Deux annonces convergentes viennent confirmer le basculement du centre de gravité logistique marocain vers le Nord. D’un côté, Tanger Med consolide sa position dans le réseau de l’alliance Gemini ; de l’autre, Maersk réorganise l’ensemble de sa chaîne marocaine autour de ce hub, en s’appuyant sur le rail pour desservir Casablanca.
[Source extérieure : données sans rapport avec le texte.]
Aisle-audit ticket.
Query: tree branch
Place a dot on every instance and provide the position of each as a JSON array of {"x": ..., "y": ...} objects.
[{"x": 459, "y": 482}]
Gemini : un réseau de 56 ports où Tanger Med joue un rôle pivot
Lancée en février 2025 par Maersk et Hapag-Lloyd — les deux premiers armateurs du complexe portuaire —, l’alliance Gemini repose sur un modèle hub & spoke : un nombre restreint de grands hubs de transbordement alimentant un réseau de ports secondaires par feeders. Le réseau principal dessert 56 ports, complétés par 29 ports supplémentaires alimentés via des services dédiés.
Tanger Med a été retenu comme plateforme essentielle de transbordement des rotations méditerranéennes, un choix justifié, selon l’autorité portuaire, par sa position de leader mondial en matière de performance opérationnelle. Le groupe Tanger Med traite aujourd’hui 209 millions de tonnes de marchandises et 12,42 millions d’EVP par an, et administre plus de 3 000 hectares de zones économiques accueillant quelque 1 500 entreprises.
Casablanca sous tension : 3,53 millions de tonnes en un mois
Le second volet de l’équation est moins flatteur. Le port de Casablanca connaît une congestion chronique, alors même que son activité progresse fortement : 3,53 millions de tonnes de fret traitées sur le seul mois de juin, en hausse de 32% sur un an. Le port concentre environ 35% du trafic portuaire national — un niveau de charge qui se traduit par des délais d’attente et des surcoûts pour les chargeurs.
La réponse de Maersk : une offre porte-à-porte adossée au rail
Face à cette contrainte, Maersk a fait le choix de désigner Tanger Med comme sa porte d’entrée maritime principale au Maroc, reliée à Casablanca par un corridor ferroviaire à haute fréquence. L’offre déployée articule trois composantes : des navettes ferroviaires régulières entre Tanger Med et Casablanca, le dédouanement et la logistique d’entrepôt, puis le transport terrestre du dernier kilomètre avec un suivi opérationnel centralisé.
L’objectif affiché est de présenter les deux ports comme un guichet unique pour les chargeurs et les opérateurs logistiques, du chargement à l’international jusqu’à la livraison finale.
Un enjeu de compétitivité pour l’ensemble de la chaîne exportatrice
Au-delà du cas Maersk, ce basculement vers le rail répond à deux besoins. Il désengorge d’abord la desserte du marché intérieur marocain. Il offre ensuite une capacité de report stratégique pour les flux Maroc-Europe, en réduisant la dépendance aux seules routes maritimes directes et au transport routier longue distance.
Dans un contexte où les exportations marocaines de biens ont progressé de 9,7% au premier semestre — tirées par l’automobile et l’aéronautique, deux filières hautement dépendantes de la fiabilité logistique —, la fluidité de la chaîne portuaire devient un déterminant direct de compétitivité.